Again Officer Delinko and his sergeant said yes.

"Excellent," said the captain. "So your mission, basically, is to make sure there's no more surprises between now and the Mother Paula's groundbreaking ceremony on Wednesday."

"No sweat." The sergeant rose to his feet. "Can we tell David the good news?"

"Sooner the better," said the captain. "Officer Delinko, you're back on the road, effective immediately. In addition, the sergeant has written a letter commending the outstanding job you did in capturing our suspect. This will become part of your permanent file."

Officer Delinko was beaming. "Thank you, sir!"

"There's more. Because of your experience on this case, I'm assigning you to a special patrol at the Mother Paula's construction site. Twelve hours on, twelve hours off, beginning tonight at dusk. You up for that?"

"Absolutely, Captain."

"Then go home and take a nap," the captain advised, "because if you doze off out there again, I'll be writing a much shorter letter for your file. A termination letter."

Outside the captain's office, Officer Delinko's sergeant gave him a hearty slap on the back. "Two nights and we're home free, David. You psyched?"

"One question, sir. Will I be on duty out there alone?"

"Well, we're hurting on the night shift right now," the sergeant told him. "Kirby got stung by a yellow jacket, and Miller's out with a sinus infection. Looks like you'll be riding solo."
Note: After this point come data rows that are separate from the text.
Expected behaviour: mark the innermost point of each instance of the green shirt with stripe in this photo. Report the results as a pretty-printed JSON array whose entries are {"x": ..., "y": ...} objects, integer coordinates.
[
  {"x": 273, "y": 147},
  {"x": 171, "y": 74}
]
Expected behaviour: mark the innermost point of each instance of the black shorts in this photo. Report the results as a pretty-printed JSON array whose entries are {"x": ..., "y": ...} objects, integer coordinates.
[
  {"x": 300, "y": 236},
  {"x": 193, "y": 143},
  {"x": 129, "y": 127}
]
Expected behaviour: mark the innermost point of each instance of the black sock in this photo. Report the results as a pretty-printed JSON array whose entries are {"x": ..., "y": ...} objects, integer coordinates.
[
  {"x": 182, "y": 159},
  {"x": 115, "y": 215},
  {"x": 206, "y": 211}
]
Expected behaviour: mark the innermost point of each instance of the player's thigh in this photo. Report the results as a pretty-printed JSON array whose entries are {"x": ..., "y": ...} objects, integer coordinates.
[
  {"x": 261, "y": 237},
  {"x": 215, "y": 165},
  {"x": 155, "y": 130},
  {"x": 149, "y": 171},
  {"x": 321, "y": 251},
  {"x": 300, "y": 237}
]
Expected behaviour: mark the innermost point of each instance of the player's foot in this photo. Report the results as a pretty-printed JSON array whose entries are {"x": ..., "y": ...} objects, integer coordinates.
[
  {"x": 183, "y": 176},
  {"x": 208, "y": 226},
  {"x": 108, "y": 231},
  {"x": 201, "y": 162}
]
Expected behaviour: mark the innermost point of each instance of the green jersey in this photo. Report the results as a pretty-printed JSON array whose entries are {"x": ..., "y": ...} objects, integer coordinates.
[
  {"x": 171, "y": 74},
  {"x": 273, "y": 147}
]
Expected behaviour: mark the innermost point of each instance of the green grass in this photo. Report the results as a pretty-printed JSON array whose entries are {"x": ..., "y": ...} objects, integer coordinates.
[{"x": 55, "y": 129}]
"That's okay," Officer Delinko said, though he would have preferred to have a partner, under the circumstances. Curly probably would be staying at the trailer, though he wasn't the best company.

"You drink coffee, David?"

"Yes, sir."

"Good. Drink twice as much as usual," the sergeant said. "I don't expect anything to happen, but you'd better be wide awake if it does."

On the way home, Officer Delinko stopped at a souvenir shop along the main highway. Then he swung by the Juvenile Detention Center to take one more crack at Dana Matherson. It would be such a relief if the boy admitted to even one of the earlier vandalisms.

Dana was brought to the interview room by a uniformed guard, who took a position outside the door. The kid was dressed in a rumpled gray jumpsuit with the word INMATE stenciled in capital letters across the back. He wore only socks because his toes were still swollen from the rattraps. Officer Delinko offered him a stick of gum, which the kid crammed into his cheeks.